Family and base camping bags are made with mostly comfort level in mind. These sleeping bags are traditionally rectangular to allow for maximum roominess. They are generally softer and wider and less expensive than the back country bags. Unlike the mummy bag, these bags need to be rolled up and bound together with straps or cords of some kind, making the bulky and less portable.
Bringing kids into the woods can be exciting and fun for them especially, if they have their own kids size sleeping bag. Kids sleeping bags are available in the mummy bag style and the rectangular bag. Some features to look for in kids camping sleeping bags are a pillow pocket or built in pillow and a pocket somewhere on the bag to hold their gadgets and small flashlights.

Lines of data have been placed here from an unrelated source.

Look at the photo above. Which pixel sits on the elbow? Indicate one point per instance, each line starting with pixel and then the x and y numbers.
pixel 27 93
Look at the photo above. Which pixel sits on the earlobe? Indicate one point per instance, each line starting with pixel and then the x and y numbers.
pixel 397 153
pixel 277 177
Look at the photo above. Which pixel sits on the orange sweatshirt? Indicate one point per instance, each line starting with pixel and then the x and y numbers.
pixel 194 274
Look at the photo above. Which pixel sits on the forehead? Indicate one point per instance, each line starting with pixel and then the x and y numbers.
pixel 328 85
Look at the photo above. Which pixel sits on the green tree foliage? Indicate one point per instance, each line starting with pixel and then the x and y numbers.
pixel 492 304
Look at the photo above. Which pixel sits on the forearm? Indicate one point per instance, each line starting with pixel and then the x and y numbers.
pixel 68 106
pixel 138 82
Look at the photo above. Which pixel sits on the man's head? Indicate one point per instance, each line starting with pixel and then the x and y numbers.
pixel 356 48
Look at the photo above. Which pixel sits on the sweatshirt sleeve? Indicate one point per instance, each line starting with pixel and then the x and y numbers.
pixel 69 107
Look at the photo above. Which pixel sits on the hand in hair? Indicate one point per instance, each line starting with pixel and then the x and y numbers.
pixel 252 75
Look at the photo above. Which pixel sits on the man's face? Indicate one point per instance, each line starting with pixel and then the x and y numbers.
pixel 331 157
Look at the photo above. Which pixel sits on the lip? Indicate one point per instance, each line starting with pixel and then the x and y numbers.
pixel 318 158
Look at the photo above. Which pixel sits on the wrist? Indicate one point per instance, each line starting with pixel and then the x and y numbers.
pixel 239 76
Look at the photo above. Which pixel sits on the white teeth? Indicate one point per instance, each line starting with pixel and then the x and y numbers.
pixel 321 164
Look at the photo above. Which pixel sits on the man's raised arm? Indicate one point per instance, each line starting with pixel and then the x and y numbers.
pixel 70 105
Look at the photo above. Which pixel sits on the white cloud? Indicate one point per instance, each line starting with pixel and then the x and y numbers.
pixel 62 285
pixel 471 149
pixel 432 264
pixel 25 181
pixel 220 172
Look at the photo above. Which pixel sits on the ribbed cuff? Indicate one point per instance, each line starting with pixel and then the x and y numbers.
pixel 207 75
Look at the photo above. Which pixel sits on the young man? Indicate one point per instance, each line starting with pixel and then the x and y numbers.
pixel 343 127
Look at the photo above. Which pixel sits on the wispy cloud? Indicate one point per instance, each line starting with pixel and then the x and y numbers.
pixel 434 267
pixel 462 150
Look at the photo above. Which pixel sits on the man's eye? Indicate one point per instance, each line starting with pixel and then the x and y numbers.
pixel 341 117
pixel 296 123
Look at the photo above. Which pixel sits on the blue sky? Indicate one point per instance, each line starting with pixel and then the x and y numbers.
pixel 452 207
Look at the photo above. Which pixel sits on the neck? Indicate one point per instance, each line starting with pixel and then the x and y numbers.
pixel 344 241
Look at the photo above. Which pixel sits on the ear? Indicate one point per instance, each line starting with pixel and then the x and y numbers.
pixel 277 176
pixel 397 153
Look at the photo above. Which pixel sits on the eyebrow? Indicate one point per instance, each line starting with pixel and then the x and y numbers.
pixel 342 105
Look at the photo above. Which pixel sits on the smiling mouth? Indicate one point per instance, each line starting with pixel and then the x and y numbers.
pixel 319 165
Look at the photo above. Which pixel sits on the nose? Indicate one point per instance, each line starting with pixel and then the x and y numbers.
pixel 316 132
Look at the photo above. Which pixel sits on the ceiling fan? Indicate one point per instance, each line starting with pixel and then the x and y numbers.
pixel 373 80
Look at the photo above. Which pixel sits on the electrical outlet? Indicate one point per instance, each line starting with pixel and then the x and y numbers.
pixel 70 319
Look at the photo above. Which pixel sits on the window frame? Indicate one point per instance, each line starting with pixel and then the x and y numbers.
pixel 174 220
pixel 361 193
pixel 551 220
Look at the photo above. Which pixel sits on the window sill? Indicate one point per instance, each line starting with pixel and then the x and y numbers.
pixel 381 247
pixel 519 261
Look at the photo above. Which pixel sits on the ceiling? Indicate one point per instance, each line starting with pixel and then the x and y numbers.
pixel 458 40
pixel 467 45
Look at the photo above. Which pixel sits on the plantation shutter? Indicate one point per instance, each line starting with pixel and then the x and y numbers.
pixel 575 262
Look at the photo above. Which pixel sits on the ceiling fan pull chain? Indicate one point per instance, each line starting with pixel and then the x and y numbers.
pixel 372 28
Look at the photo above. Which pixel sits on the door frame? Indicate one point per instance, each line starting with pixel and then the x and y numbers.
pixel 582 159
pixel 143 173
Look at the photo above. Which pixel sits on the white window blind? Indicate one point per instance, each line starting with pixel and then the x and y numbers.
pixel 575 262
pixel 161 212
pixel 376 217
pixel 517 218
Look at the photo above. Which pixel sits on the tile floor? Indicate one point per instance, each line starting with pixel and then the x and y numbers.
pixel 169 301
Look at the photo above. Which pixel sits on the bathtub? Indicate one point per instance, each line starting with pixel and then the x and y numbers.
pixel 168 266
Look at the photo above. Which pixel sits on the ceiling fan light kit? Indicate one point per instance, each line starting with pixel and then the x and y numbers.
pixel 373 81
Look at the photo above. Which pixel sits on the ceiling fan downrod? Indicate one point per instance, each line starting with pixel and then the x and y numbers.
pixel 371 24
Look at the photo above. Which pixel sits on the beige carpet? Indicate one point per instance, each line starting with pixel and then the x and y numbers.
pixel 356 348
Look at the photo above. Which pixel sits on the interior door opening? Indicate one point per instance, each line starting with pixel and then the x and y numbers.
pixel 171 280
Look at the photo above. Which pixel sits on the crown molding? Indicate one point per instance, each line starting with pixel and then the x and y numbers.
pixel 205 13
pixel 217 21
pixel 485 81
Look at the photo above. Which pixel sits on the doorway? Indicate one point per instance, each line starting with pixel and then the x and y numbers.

Temperature ratings on camping sleeping bags are important, but can be deceiving. Traditionally, the comfort or temperature rating was figured as the lowest possible temperature at which the average person will stay warm. So, a “10 degree” rated bag should keep most people warm if the air temperature stays above 10 degrees Fahrenheit. However, because the U.S. outdoor gear industry doesn’t have an official standard method to figure these ratings, they should only be used as a guide.
A new testing method is being used today in some companies that manufacture sleeping bags in order to produce more reliable temperature ratings. This method is called the European Norm (EN) 13537; a standardized testing protocol performed in independent labs, ensuring that no bias is used in regards to products tested.
The EN-rated bags provide three temperature ratings:
- EN Comfort Rating: The lowest outside temperature at which a standard woman can comfortably sleep
- EN Lower Limit Rating: The lowest outside temperature at which a standard man can comfortably sleep
- EN Extreme Rating: The “survival” rating. This rates the lowest temperature at which a standard woman can survive
It’s important to note that these ratings assume the user is wearing a base layer and hat, and also using an insulating sleeping pad underneath the sleeping bag.